The film's star, Paul Wegener, was an avowed champion of the medium after realizing the potential of cinema to transcend the limits of conventional theater. Cinematographer Guido Seeber utilized groundbreaking camera tricks to create the effect of the Doppelgänger (mirror double), producing a seamless double exposure. Hanns Heinz Ewers was a noted writer of horror and fantasy stories whose involvement with the screenplay lent a much needed air of respectability to the fledgling art form.

The film also stimulated interest in the still very new field of psychoanalysis. Otto Rank published an extensive plot summary of the film in his article "Der Doppelgänger", which ran in Sigmund Freud's academic journal Imago in 1914. Examples of the Doppelgänger are most prevalent in literature as a narcissistic defense against sexual love, according to Rank, who described how the mirror image of the student shows up in erotic situations to deny Balduin any progress in his attempts to woo the countess.

The fantastic themes of the film went on to become a major influence on Weimar cinema, continuing the exploration of social change and insecurity in the aftermath of World War I. Expressionism grew out of the tormented psyches of artists and writers coming to terms with their individual experiences. The use of chiaroscuro (sharp contrasts between light and shadow) was already established on the set of The Student of Prague, but was then carried further by Weimar productions like Das Cabinet des Dr. Caligari.

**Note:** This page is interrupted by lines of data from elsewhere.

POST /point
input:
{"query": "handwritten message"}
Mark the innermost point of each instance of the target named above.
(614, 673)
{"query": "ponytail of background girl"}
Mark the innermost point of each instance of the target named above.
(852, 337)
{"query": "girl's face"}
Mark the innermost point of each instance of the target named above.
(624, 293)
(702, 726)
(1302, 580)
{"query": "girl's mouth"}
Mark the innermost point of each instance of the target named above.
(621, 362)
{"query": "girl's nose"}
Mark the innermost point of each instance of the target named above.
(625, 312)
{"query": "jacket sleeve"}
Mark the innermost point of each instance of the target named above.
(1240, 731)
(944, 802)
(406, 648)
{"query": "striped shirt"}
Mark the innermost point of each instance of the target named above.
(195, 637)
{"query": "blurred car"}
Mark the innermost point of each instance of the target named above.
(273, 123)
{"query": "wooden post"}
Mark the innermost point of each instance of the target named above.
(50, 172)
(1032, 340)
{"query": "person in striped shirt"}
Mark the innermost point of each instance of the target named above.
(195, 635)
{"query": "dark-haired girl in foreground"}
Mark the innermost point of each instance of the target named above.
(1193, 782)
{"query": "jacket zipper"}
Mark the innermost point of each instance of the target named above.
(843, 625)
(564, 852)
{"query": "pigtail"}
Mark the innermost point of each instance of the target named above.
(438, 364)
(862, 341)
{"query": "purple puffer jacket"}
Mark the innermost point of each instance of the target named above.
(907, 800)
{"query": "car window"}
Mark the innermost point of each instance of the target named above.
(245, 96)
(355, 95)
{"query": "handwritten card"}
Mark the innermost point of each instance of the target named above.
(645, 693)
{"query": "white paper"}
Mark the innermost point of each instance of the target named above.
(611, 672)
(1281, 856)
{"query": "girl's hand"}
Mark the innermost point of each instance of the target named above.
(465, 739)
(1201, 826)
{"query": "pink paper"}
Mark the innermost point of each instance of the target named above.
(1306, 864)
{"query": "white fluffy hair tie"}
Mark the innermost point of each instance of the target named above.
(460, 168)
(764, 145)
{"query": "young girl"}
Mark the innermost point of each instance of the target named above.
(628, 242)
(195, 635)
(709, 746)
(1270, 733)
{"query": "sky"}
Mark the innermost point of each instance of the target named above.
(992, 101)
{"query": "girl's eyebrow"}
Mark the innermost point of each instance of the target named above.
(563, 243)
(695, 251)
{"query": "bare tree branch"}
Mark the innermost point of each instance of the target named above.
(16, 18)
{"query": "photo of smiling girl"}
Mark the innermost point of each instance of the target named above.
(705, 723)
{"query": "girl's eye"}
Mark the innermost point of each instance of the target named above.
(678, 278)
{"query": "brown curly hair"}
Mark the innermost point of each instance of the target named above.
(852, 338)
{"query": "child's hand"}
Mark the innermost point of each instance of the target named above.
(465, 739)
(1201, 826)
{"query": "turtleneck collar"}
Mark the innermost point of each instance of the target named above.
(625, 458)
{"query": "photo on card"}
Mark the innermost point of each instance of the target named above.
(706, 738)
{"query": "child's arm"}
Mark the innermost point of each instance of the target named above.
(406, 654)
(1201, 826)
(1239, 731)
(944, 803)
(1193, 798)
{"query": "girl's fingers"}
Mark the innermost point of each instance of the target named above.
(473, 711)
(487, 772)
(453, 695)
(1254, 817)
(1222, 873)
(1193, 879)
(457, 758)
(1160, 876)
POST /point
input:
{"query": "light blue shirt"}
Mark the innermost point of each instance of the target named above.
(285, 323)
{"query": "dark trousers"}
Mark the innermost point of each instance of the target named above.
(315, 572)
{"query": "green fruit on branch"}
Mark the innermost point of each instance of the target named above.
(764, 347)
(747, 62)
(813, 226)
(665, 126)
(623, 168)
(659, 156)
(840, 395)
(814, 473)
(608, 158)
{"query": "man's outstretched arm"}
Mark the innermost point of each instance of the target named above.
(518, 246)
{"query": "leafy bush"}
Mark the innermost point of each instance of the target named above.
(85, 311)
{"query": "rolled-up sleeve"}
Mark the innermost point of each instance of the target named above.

==References in popular culture==
The film is referenced in the 1933 detective story "The Image in the Mirror" by Dorothy Sayers, in which Lord Peter Wimsey helps clear Mr. Duckworthy, a man wrongly suspected of murder. Among other things Duckworthy tells:
"When I was seven or eight, my mother took me with her to see a film called The Student of Prague. [...] It was a costume piece about a young man at the university who sold himself to the devil, and one day his reflection came stalking out of the mirror on its own, and went about committing dreadful crimes, so that everybody thought it was him."

(In the story, Mr. Duckworthy had what seemed a similar experience – but Wimsey eventually proves that it had a rational explanation involving no supernatural agency.)